At the end of winter, the mouse suggests Thumbelina marry the mole, but Thumbelina finds the prospect of being married to such a creature repulsive; he spends all his days underground and never sees the sun or sky, although he is impressive with his knowledge of ancient history and lots of other topics. The field mouse insists the mole is a good match for her. Eventually, Thumbelina sees little choice but to agree.

At the last minute, Thumbelina escapes the situation by fleeing to a far land with the swallow. In a sunny field of flowers, Thumbelina meets a tiny flower-fairy prince just her size and to her liking; they eventually wed. She receives a pair of wings to accompany her husband on his travels from flower to flower, and a new name, Maia. Their wedding leaves the swallow heartbroken and he flies off, eventually arriving at a small house. There, he tells Thumbelina's story to a man (implied to be Andersen himself) who chronicles the story in a book.

==Adaptations==
===Animation===
The earliest animated version of the tale is a silent black-and-white release by director Herbert M. Dawley in 1924. Lotte Reiniger released a 10-minute cinematic adaptation in 1954 featuring her "silhouette" puppets.

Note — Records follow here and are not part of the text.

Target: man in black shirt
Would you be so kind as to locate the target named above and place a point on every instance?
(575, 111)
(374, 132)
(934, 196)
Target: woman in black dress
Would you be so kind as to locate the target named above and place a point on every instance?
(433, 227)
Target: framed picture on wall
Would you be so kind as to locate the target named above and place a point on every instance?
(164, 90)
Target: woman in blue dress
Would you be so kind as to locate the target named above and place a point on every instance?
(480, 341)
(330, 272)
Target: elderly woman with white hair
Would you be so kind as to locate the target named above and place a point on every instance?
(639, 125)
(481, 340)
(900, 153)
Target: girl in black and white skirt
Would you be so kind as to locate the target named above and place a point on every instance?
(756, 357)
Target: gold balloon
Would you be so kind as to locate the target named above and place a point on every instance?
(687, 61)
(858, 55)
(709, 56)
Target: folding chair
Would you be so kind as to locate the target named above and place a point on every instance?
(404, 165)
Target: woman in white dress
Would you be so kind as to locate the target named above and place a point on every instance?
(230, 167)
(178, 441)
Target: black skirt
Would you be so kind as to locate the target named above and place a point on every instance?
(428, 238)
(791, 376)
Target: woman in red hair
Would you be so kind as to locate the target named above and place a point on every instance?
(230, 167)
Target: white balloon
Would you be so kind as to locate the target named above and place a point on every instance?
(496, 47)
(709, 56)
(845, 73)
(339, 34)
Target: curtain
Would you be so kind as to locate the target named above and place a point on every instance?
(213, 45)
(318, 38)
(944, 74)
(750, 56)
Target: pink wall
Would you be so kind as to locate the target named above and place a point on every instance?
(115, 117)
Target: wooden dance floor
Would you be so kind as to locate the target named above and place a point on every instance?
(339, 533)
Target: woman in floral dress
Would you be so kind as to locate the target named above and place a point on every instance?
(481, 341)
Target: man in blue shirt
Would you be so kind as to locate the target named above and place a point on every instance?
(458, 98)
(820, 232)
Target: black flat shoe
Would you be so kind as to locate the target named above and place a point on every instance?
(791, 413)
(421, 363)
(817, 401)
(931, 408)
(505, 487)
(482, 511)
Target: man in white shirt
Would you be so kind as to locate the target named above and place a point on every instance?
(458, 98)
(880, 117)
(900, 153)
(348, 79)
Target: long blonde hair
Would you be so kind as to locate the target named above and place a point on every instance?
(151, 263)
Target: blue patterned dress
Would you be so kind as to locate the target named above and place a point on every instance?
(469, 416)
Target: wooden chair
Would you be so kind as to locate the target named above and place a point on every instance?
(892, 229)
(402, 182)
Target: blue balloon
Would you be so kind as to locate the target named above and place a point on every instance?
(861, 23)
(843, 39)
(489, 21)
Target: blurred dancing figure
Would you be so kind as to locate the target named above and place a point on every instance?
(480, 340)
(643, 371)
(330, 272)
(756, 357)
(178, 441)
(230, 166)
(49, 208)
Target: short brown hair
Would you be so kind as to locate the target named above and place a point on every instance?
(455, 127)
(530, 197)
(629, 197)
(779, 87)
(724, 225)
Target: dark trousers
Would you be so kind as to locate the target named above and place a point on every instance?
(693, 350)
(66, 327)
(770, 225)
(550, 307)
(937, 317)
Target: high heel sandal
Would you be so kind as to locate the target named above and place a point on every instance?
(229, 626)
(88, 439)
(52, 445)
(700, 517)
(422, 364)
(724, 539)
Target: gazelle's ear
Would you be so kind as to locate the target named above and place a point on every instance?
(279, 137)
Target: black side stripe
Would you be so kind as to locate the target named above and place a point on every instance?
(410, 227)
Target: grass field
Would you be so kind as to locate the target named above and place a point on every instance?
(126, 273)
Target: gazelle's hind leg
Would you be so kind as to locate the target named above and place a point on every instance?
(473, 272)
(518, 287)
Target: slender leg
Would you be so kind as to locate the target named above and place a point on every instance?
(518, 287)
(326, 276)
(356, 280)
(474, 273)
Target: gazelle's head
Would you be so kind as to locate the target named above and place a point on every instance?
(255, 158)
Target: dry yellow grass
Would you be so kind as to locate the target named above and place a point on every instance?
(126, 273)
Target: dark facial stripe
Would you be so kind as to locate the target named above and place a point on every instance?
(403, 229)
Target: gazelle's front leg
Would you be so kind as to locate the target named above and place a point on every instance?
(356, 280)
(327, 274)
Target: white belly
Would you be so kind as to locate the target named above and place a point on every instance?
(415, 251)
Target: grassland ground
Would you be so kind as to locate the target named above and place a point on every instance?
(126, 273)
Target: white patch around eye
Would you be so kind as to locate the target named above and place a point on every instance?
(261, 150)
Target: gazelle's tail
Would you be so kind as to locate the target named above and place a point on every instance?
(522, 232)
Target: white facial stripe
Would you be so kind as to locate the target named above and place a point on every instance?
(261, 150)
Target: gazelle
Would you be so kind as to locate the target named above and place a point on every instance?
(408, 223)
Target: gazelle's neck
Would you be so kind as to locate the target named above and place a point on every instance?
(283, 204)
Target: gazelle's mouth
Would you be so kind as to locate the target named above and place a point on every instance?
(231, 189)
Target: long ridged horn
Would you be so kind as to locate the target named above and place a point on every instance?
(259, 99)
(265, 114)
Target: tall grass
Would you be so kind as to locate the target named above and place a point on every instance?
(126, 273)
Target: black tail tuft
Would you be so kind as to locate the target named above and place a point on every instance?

In 1964, Soyuzmultfilm released Dyuymovochka, a half-hour Russian adaptation of the fairy tale directed by Leonid Amalrik. Although the screenplay by Nikolai Erdman stayed faithful to the story, it was noted for satirical characters and dialogues (many of them turned into catchphrases).

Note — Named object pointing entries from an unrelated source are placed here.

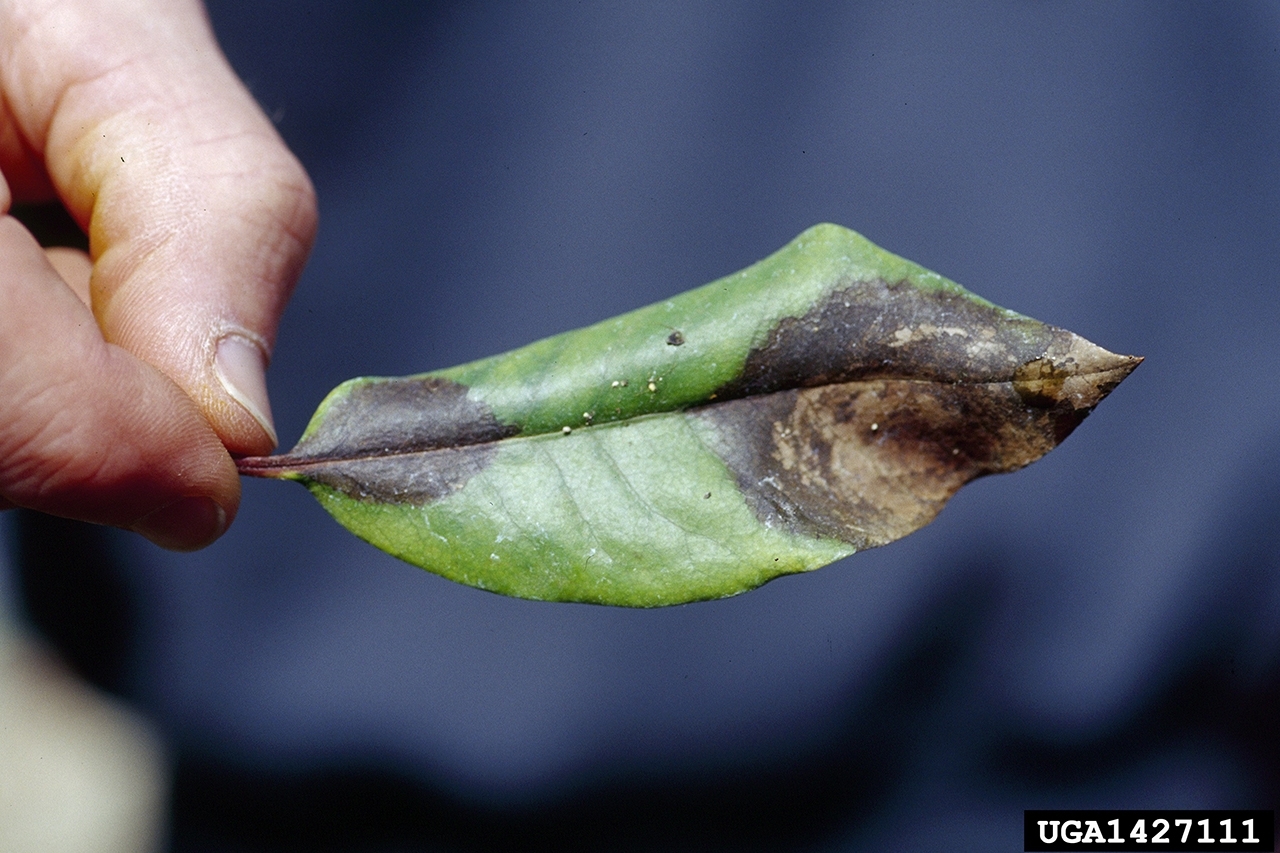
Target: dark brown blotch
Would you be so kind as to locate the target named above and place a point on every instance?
(396, 441)
(407, 478)
(892, 331)
(405, 415)
(871, 461)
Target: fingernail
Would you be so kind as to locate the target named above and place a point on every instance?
(187, 524)
(241, 366)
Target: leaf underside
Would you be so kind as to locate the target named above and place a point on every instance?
(828, 398)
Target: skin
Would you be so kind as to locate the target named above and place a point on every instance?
(129, 375)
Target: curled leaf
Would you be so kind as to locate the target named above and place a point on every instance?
(828, 398)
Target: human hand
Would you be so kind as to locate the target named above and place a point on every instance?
(129, 374)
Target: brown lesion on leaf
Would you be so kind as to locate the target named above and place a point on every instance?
(877, 329)
(869, 461)
(405, 439)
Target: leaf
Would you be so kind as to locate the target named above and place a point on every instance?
(828, 398)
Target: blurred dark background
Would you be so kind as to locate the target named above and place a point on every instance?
(1098, 630)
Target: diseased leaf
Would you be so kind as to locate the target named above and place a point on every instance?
(828, 398)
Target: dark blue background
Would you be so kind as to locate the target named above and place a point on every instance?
(1098, 630)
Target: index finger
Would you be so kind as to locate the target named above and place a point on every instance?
(199, 217)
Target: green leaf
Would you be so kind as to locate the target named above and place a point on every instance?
(828, 398)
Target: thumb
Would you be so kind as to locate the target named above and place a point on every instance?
(199, 217)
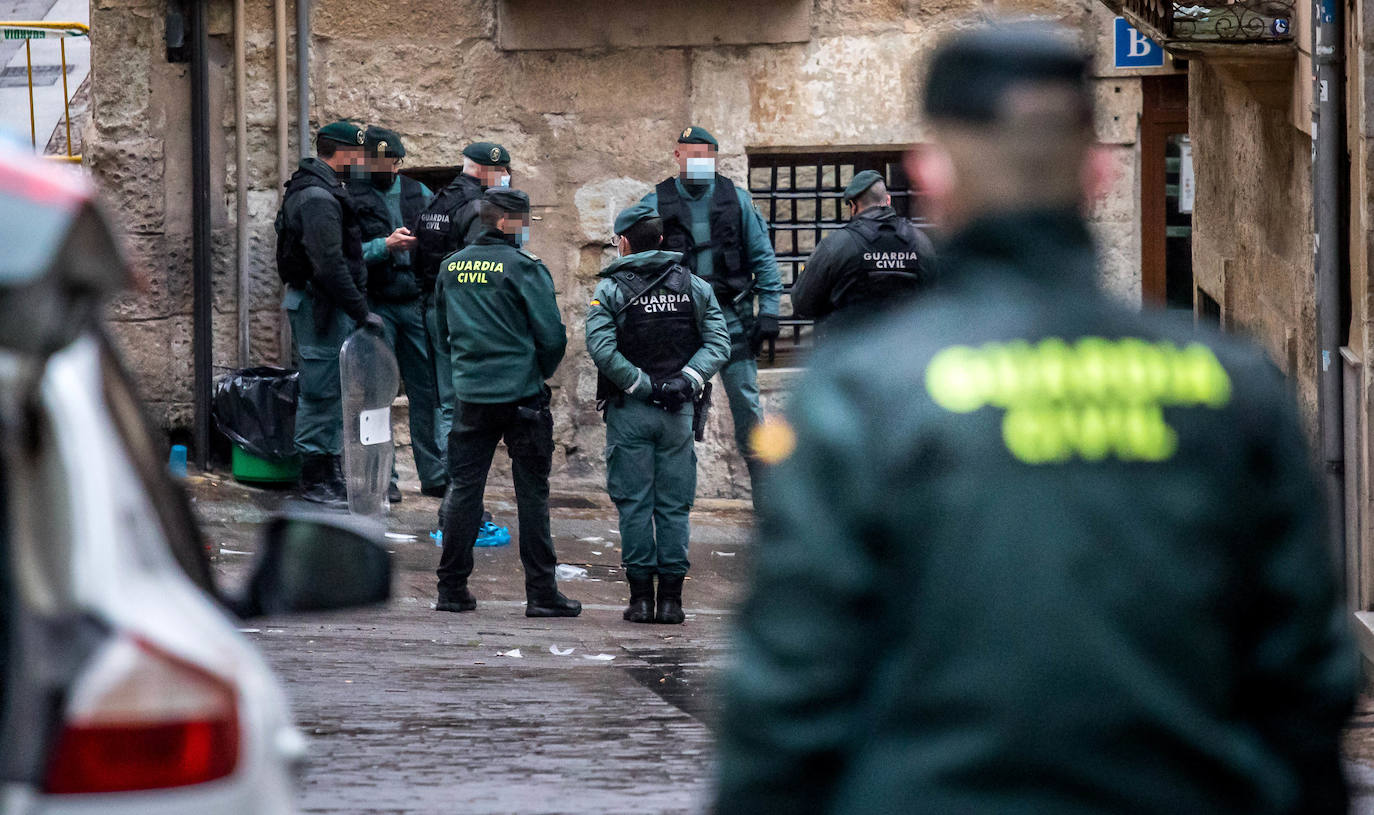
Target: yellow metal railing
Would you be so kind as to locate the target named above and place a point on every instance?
(47, 30)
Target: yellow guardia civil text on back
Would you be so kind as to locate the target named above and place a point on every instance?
(1090, 399)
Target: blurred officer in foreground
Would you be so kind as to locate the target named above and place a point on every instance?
(724, 241)
(504, 337)
(319, 257)
(1027, 550)
(449, 223)
(874, 263)
(388, 208)
(657, 337)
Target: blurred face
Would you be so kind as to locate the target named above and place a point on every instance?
(695, 162)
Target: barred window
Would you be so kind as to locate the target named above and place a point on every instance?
(801, 197)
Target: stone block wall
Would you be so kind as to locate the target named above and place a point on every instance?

Toei Animation adapted the fairy tale three times: in 1975 as an animated short, in 1978 in the feature-length anime film Thumbelina, and as an episode of World Fairy Tale Series.

In 1990, Hanna-Barbera and Hallmark Cards produced a straight-to-video featurette based on the story, for the series Timeless Tales from Hallmark.

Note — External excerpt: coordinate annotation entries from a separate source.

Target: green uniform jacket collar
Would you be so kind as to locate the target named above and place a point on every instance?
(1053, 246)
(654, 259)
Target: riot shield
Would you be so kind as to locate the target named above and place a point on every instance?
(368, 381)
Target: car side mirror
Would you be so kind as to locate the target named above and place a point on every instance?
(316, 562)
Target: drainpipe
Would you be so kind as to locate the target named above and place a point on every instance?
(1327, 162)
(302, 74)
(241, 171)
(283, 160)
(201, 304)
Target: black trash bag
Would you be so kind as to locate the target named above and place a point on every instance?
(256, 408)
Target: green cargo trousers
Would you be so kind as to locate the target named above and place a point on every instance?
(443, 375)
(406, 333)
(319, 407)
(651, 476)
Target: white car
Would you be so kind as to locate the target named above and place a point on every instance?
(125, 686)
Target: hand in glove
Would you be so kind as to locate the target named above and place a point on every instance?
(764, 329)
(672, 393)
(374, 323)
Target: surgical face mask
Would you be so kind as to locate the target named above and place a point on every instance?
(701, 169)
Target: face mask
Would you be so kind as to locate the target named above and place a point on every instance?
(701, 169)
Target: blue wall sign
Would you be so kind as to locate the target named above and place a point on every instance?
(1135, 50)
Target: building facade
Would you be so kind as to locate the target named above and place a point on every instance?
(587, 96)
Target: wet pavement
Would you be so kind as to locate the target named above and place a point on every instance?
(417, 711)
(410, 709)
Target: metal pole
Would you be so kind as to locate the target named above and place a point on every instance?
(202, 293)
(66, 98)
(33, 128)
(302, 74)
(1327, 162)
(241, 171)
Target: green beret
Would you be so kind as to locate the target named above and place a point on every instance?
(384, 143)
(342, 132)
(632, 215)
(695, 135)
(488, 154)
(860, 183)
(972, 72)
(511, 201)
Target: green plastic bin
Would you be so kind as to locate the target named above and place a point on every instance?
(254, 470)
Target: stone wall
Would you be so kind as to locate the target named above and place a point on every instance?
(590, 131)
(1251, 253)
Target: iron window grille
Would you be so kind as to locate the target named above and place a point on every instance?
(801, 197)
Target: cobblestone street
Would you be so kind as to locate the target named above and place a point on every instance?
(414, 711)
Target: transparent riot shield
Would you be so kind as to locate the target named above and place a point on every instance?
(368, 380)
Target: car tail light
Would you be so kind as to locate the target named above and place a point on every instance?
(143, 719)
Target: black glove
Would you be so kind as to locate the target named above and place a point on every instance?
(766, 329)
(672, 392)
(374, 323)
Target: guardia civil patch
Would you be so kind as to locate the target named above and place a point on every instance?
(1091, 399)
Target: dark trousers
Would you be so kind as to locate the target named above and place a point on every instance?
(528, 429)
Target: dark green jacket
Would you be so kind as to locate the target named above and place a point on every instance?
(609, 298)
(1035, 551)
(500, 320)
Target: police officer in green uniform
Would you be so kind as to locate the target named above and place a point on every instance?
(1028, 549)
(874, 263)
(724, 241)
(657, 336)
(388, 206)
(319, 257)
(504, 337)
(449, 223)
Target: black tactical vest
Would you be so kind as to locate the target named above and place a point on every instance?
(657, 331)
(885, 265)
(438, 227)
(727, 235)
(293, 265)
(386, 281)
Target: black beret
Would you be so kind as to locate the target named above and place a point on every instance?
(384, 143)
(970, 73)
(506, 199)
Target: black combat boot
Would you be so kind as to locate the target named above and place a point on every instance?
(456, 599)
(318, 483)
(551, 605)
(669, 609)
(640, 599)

In 1992, Golden Films released Thumbelina (1992), and Tom Thumb Meets Thumbelina afterwards. A Japanese animated series adapted the plot and made it into a movie, Thumbelina: A Magical Story (1992), released in 1993.

On March 30, 1994, Warner Bros. Pictures released the animated film Thumbelina (1994), directed by Don Bluth and Gary Goldman, with Jodi Benson as the voice of Thumbelina.

The 2002 animated film The Adventures of Tom Thumb and Thumbelina is loosely based on the fairy tale. Mattel's Barbie Presents: Thumbelina from 2009 was also presented as a modern retelling of the story, while its plot has from little to nothing to do with Andersen's tale.

In 2021, at the
, premiered the short film
', a contemporary version of the classic Hans Christian Andersen fairytale Thumbelina. Phoebe Wahl was the writer and lead character designer, as well as co-director and co-producer alongside animator and fiber-artist Andrea Love.

===Live action===
An adaptation of the Thumbelina story directed by Barry Mahon was included as an embedded narrative in the 1972 low-budget film Santa and the Ice Cream Bunny.

On June 11, 1985, a television dramatization of the tale was broadcast as the 12th episode of the anthology series, Faerie Tale Theatre. The production starred Carrie Fisher.

=== Video Games ===
The 2015 otome game Zettai Meikyuu Himitsu no Oyayubi-hime features Thumbelina as its protagonist, romancing both male and female characters based on other stories by Andersen.